Re: [PATCH 1/3] x86: Honour passed pgprot in track_pfn_insert() and track_pfn_remap()

From: Matthew Wilcox
Date: Fri Jan 29 2016 - 09:49:22 EST


On Tue, Jan 26, 2016 at 09:44:24PM -0800, Andy Lutomirski wrote:
> On Tue, Jan 26, 2016 at 8:40 PM, Matthew Wilcox <willy@xxxxxxxxxxxxxxx> wrote:
> > On Mon, Jan 25, 2016 at 09:33:35AM -0800, Andy Lutomirski wrote:
> >> On Mon, Jan 25, 2016 at 9:25 AM, Matthew Wilcox
> >> <matthew.r.wilcox@xxxxxxxxx> wrote:
> >> > From: Matthew Wilcox <willy@xxxxxxxxxxxxxxx>
> >> >
> >> > track_pfn_insert() overwrites the pgprot that is passed in with a value
> >> > based on the VMA's page_prot. This is a problem for people trying to
> >> > do clever things with the new vm_insert_pfn_prot() as it will simply
> >> > overwrite the passed protection flags. If we use the current value of
> >> > the pgprot as the base, then it will behave as people are expecting.
> >> >
> >> > Also fix track_pfn_remap() in the same way.
> >>
> >> Well that's embarrassing. Presumably it worked for me because I only
> >> overrode the cacheability bits and lookup_memtype did the right thing.
> >>
> >> But shouldn't the PAT code change the memtype if vm_insert_pfn_prot
> >> requests it? Or are there no callers that actually need that? (HPET
> >> doesn't, because there's a plain old ioremapped mapping.)
> >
> > I'm confused. Here's what I understand:
> >
> > - on x86, the bits in pgprot can be considered as two sets of bits;
> > the 'cacheability bits' -- those in _PAGE_CACHE_MASK and the
> > 'protection bits' -- PRESENT, RW, USER, ACCESSED, NX
> > - The purpose of track_pfn_insert() is to ensure that the cacheability bits
> > are the same on all mappings of a given page, as strongly advised by the
> > Intel manuals [1]. So track_pfn_insert() is really only supposed to
> > modify _PAGE_CACHE_MASK of the passed pgprot, but in fact it ends up
> > modifying the protection bits as well, due to the bug.
> >
> > I don't think you overrode the cacheability bits at all. It looks to
> > me like your patch ends up mapping the HPET into userspace writable.
>
> I sure hope not. If vm_page_prot was writable, something was already
> broken, because this is the vvar mapping, and the vvar mapping is
> VM_READ (and not even VM_MAYREAD).

I do beg yor pardon. I thought you were inserting a readonly page
into the middle of a writable mapping. Instead you're inserting a
non-executable page into the middle of a VM_READ | VM_EXEC mapping.
Sorry for the confusion. I should have written:

"like your patch ends up mapping the HPET into userspace executable"

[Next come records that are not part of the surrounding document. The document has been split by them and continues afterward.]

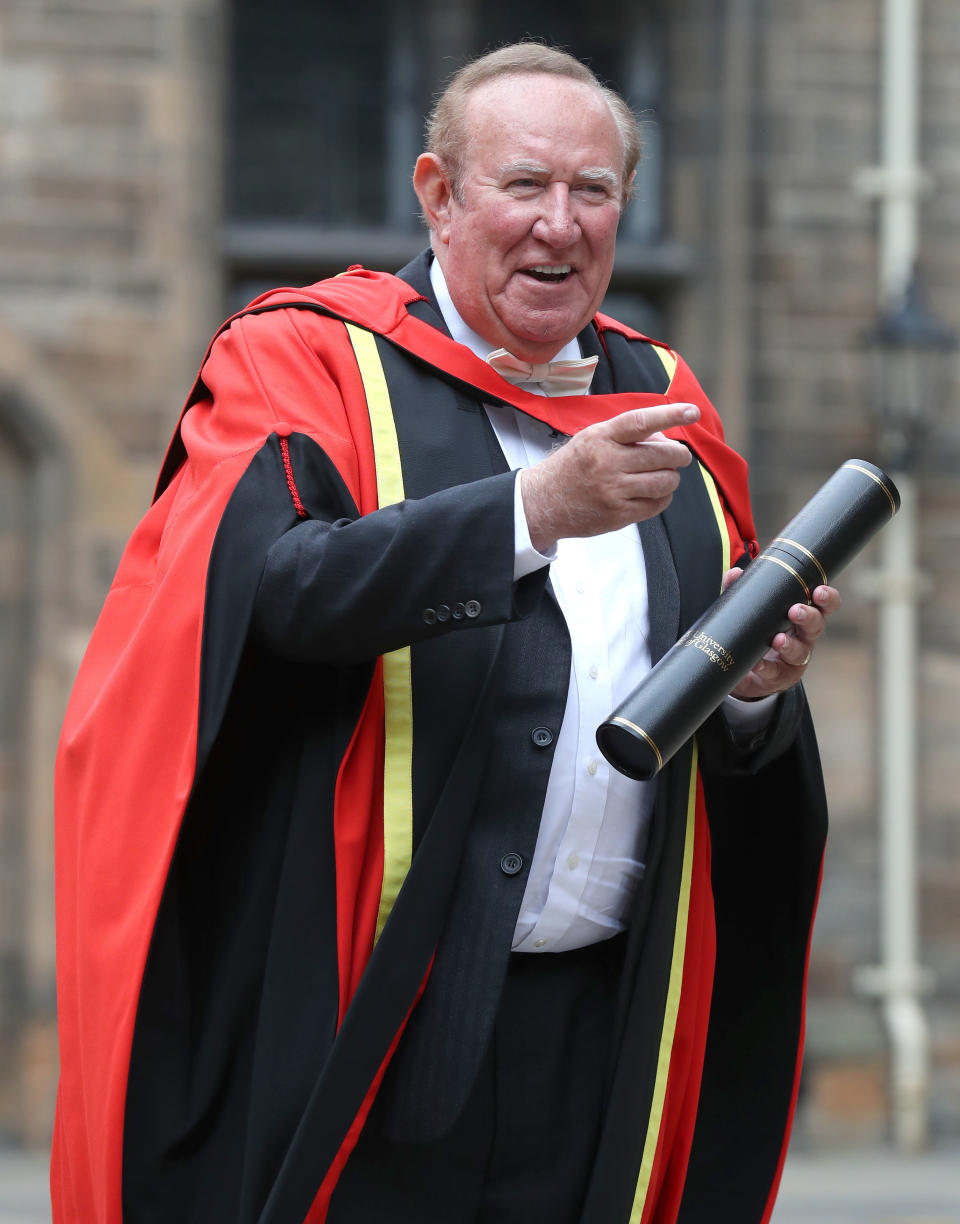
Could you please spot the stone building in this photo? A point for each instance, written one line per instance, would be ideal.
(161, 163)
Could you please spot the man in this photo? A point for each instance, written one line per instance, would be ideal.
(355, 922)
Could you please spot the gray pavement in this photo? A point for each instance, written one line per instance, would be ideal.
(840, 1187)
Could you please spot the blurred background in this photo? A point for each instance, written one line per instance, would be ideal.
(796, 235)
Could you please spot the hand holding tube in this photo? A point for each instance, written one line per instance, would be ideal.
(716, 653)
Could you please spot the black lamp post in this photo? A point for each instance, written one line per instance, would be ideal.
(910, 350)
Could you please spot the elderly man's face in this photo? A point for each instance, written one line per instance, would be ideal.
(528, 253)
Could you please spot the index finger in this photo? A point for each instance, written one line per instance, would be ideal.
(639, 424)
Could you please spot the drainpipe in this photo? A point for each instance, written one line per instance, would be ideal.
(900, 981)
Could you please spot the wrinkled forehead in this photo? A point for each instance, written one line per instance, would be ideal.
(534, 116)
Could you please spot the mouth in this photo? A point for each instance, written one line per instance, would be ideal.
(549, 273)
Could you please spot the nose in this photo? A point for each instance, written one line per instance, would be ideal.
(556, 223)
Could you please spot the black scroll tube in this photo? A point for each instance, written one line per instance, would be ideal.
(694, 676)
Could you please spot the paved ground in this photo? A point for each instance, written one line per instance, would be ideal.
(854, 1187)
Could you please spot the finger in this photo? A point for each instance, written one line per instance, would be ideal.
(652, 455)
(641, 422)
(827, 599)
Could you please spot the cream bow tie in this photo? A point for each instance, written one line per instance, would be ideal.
(556, 377)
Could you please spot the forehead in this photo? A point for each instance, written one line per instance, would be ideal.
(540, 116)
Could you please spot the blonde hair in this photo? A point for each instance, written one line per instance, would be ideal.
(447, 138)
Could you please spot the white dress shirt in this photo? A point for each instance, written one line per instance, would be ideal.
(595, 821)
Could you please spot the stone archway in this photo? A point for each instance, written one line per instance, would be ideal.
(63, 482)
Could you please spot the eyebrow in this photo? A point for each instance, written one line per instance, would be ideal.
(593, 174)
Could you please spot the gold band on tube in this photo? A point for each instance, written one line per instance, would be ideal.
(806, 553)
(790, 570)
(643, 735)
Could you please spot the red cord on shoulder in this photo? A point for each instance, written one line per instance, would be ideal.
(290, 482)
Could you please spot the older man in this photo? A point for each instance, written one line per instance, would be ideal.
(355, 923)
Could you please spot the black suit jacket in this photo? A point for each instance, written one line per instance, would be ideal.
(438, 1056)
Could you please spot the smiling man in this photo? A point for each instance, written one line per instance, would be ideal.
(355, 923)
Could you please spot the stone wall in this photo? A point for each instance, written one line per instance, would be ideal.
(783, 99)
(110, 147)
(110, 151)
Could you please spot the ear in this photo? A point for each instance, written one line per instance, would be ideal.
(434, 192)
(627, 191)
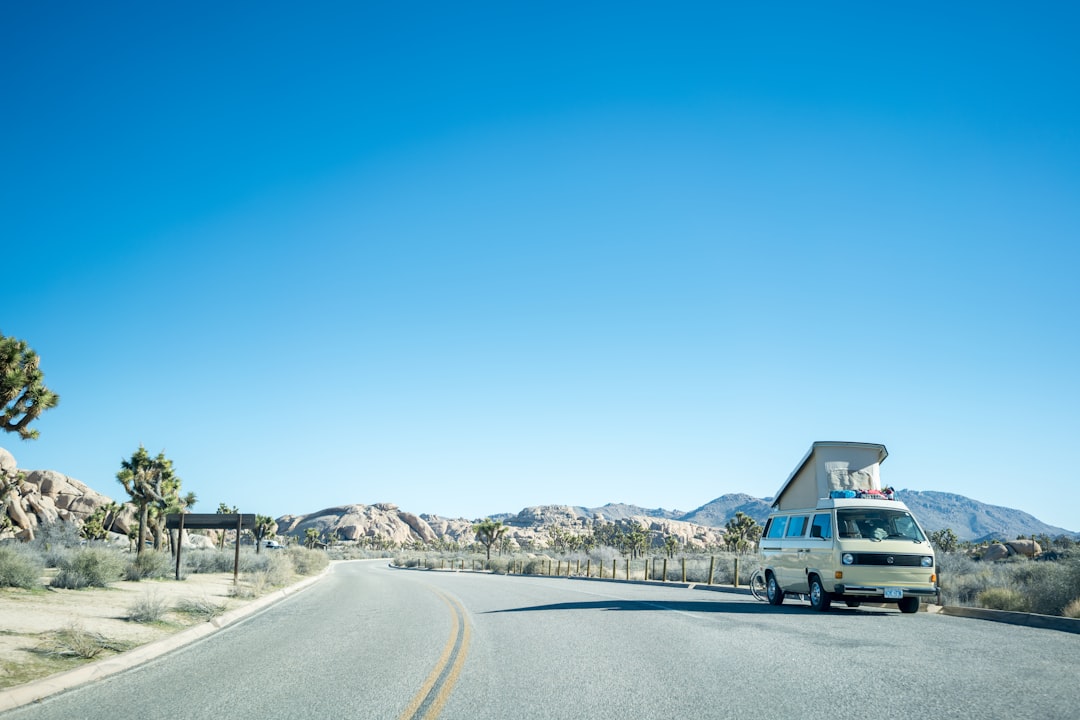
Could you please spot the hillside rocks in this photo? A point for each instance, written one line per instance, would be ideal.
(383, 524)
(43, 497)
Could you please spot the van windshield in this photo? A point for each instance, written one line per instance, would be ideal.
(878, 524)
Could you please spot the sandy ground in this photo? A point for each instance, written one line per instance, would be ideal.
(27, 617)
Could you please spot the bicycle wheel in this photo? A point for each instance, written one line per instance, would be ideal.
(757, 586)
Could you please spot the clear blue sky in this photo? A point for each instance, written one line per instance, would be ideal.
(473, 257)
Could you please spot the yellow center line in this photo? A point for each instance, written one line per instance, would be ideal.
(444, 659)
(451, 679)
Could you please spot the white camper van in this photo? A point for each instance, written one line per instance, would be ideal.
(834, 534)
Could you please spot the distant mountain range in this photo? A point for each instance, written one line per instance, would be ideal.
(968, 518)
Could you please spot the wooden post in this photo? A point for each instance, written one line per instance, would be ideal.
(235, 559)
(179, 543)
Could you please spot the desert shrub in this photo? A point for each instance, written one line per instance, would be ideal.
(207, 561)
(1072, 609)
(1003, 598)
(73, 641)
(499, 565)
(90, 567)
(1050, 586)
(21, 566)
(147, 609)
(150, 565)
(59, 534)
(538, 566)
(199, 608)
(306, 561)
(253, 562)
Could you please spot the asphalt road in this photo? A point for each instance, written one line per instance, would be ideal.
(369, 641)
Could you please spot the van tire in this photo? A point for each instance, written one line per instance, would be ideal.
(772, 589)
(820, 599)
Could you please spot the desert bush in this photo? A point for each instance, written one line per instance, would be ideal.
(1050, 586)
(207, 561)
(90, 567)
(21, 566)
(199, 608)
(56, 535)
(1072, 609)
(147, 609)
(499, 566)
(150, 565)
(73, 641)
(1003, 598)
(305, 561)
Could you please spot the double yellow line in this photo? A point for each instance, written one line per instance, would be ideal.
(429, 701)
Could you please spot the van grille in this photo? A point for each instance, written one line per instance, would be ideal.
(889, 558)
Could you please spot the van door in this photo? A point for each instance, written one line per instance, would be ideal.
(820, 555)
(792, 575)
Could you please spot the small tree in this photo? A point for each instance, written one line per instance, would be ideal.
(149, 481)
(488, 532)
(945, 540)
(23, 398)
(23, 392)
(224, 510)
(265, 526)
(741, 533)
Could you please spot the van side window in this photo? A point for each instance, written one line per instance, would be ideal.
(822, 526)
(797, 526)
(777, 527)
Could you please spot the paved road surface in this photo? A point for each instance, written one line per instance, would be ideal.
(374, 642)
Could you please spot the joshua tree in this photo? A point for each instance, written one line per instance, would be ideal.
(149, 481)
(741, 533)
(23, 392)
(23, 398)
(225, 510)
(264, 526)
(488, 532)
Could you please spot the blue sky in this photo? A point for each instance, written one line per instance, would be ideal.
(473, 257)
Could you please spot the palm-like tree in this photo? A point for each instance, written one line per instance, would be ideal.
(488, 532)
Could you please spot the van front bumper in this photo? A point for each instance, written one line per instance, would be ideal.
(867, 591)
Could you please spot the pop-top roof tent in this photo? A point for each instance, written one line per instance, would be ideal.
(831, 466)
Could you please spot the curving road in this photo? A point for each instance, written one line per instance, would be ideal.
(369, 641)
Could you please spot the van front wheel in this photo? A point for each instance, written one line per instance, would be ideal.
(820, 599)
(772, 591)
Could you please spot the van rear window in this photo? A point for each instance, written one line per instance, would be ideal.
(797, 526)
(777, 527)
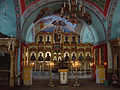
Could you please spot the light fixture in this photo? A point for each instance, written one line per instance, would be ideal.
(73, 12)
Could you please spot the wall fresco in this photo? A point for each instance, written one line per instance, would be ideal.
(28, 2)
(100, 3)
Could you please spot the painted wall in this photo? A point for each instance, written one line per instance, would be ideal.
(115, 31)
(7, 17)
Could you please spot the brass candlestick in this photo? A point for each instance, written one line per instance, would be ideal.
(51, 82)
(76, 65)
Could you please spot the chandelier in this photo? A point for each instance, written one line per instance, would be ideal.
(73, 12)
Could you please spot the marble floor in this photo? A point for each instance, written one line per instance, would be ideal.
(85, 84)
(41, 81)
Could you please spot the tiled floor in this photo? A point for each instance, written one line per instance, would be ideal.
(41, 80)
(85, 84)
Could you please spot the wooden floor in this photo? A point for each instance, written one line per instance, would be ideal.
(85, 84)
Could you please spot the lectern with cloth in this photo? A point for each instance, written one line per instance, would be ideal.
(63, 72)
(63, 76)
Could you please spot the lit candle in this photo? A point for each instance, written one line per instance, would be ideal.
(84, 10)
(64, 4)
(62, 10)
(69, 6)
(76, 1)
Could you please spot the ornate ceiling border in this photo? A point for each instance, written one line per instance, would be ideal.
(39, 3)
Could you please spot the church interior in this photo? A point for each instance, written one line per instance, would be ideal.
(60, 44)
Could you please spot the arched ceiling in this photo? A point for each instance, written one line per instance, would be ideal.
(99, 28)
(31, 8)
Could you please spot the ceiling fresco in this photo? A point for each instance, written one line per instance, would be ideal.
(7, 19)
(102, 5)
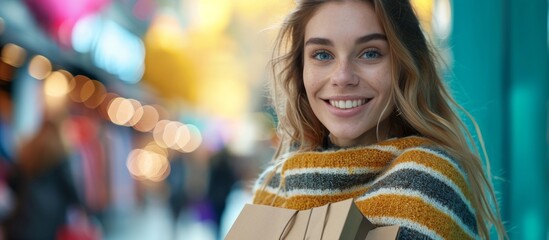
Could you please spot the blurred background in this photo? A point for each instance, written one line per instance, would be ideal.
(149, 119)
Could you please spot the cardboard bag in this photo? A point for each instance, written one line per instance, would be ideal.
(340, 220)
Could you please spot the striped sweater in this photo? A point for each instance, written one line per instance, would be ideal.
(407, 182)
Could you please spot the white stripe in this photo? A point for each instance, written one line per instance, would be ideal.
(405, 223)
(430, 171)
(342, 171)
(417, 194)
(313, 192)
(436, 154)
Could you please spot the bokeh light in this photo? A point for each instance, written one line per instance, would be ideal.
(56, 85)
(13, 55)
(40, 67)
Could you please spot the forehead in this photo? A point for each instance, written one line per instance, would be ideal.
(343, 19)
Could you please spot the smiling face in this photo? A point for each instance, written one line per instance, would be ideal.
(347, 71)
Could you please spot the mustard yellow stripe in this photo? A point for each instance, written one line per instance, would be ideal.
(349, 159)
(437, 164)
(414, 209)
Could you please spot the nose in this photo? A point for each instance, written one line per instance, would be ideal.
(343, 75)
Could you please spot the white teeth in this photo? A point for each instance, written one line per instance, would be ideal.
(341, 104)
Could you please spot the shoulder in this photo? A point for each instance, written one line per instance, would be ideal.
(425, 191)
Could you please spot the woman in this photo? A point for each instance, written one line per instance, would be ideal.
(364, 114)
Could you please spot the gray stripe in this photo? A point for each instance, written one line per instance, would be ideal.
(429, 186)
(405, 233)
(328, 181)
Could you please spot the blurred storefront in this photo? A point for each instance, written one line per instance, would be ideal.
(148, 119)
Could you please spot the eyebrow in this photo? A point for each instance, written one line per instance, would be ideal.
(363, 39)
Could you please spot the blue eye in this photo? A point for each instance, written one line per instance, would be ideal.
(370, 55)
(322, 56)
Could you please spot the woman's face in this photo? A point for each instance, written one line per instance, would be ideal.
(347, 72)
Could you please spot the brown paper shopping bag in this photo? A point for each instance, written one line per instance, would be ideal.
(340, 220)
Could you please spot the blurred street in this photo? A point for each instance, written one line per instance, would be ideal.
(151, 119)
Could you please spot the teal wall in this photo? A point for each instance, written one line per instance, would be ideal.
(500, 74)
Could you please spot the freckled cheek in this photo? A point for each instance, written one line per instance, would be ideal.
(378, 79)
(313, 79)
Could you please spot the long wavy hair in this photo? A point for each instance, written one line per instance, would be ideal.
(423, 104)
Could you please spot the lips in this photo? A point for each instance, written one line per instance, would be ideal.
(348, 104)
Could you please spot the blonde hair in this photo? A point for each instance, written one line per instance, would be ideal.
(423, 105)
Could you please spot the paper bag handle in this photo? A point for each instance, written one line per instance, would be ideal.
(291, 222)
(288, 226)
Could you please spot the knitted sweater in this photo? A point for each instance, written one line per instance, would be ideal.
(407, 182)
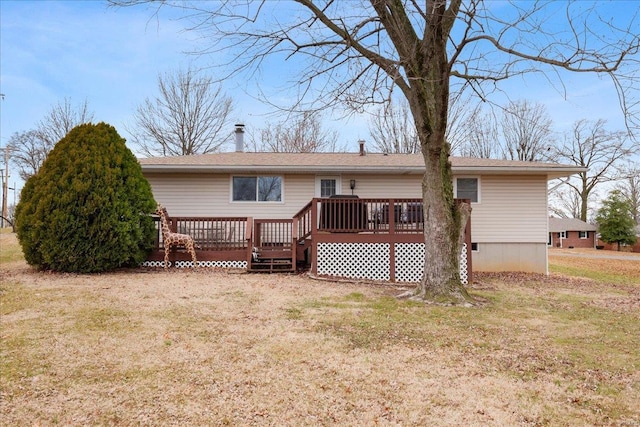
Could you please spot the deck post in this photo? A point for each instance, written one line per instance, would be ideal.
(314, 239)
(249, 236)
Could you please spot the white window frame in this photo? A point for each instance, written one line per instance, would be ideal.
(455, 186)
(319, 179)
(256, 176)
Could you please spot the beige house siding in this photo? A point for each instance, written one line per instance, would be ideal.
(512, 209)
(509, 223)
(526, 257)
(387, 186)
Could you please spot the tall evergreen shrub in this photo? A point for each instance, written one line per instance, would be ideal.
(87, 208)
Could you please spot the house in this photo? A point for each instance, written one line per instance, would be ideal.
(509, 230)
(628, 248)
(571, 233)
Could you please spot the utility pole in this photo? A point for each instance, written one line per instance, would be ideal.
(5, 180)
(5, 185)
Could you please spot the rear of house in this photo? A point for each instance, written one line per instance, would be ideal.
(509, 227)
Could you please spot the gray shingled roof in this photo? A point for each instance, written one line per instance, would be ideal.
(343, 162)
(569, 224)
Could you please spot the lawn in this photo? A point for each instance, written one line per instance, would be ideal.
(214, 347)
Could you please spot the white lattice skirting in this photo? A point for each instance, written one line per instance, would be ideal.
(354, 260)
(372, 261)
(189, 264)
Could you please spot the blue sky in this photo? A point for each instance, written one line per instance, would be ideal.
(111, 57)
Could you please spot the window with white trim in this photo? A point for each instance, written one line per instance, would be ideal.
(328, 187)
(256, 189)
(467, 188)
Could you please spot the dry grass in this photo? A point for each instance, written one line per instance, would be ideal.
(229, 348)
(602, 269)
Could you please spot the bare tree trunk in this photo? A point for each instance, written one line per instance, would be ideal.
(428, 98)
(444, 225)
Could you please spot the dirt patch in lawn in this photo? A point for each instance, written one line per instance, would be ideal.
(215, 347)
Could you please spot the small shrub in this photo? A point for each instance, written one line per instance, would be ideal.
(86, 209)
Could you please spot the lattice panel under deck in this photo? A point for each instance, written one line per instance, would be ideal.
(409, 265)
(354, 260)
(464, 266)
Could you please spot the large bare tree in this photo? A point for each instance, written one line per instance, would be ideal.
(301, 134)
(589, 144)
(393, 130)
(190, 115)
(527, 131)
(629, 186)
(31, 147)
(483, 139)
(356, 52)
(523, 131)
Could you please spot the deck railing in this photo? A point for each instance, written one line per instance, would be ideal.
(354, 215)
(210, 234)
(273, 232)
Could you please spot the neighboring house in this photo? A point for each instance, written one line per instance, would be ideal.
(571, 233)
(629, 248)
(509, 227)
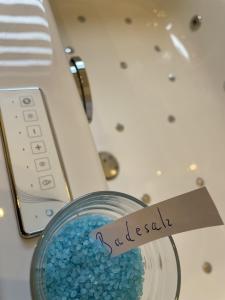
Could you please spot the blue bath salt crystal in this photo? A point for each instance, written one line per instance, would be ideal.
(77, 267)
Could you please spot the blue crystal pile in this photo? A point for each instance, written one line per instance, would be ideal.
(77, 267)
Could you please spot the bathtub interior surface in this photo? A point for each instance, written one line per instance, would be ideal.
(163, 80)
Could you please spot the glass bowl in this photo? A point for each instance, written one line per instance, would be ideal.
(162, 275)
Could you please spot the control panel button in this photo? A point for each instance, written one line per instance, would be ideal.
(46, 182)
(42, 164)
(26, 101)
(30, 115)
(38, 147)
(34, 131)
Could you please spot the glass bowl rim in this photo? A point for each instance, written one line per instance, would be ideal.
(77, 201)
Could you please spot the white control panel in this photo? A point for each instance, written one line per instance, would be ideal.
(36, 173)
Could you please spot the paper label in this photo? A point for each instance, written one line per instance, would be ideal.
(189, 211)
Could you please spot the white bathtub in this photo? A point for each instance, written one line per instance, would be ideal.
(170, 97)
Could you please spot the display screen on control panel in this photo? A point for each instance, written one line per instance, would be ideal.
(36, 173)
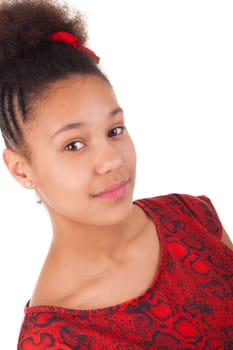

which is far less exciting.

> > I don't think the vm_insert_pfn_prot() call gets to change the memtype.
> > For one, that page may already be mapped into a differet userspace using
> > the pre-existing memtype, and [1] continues to bite you. Then there
> > may be outstanding kernel users of the page that's being mapped in.
>
> So why was remap_pfn_range different? I'm sure there was a reason.

Yeah, doesn't make sense to me either.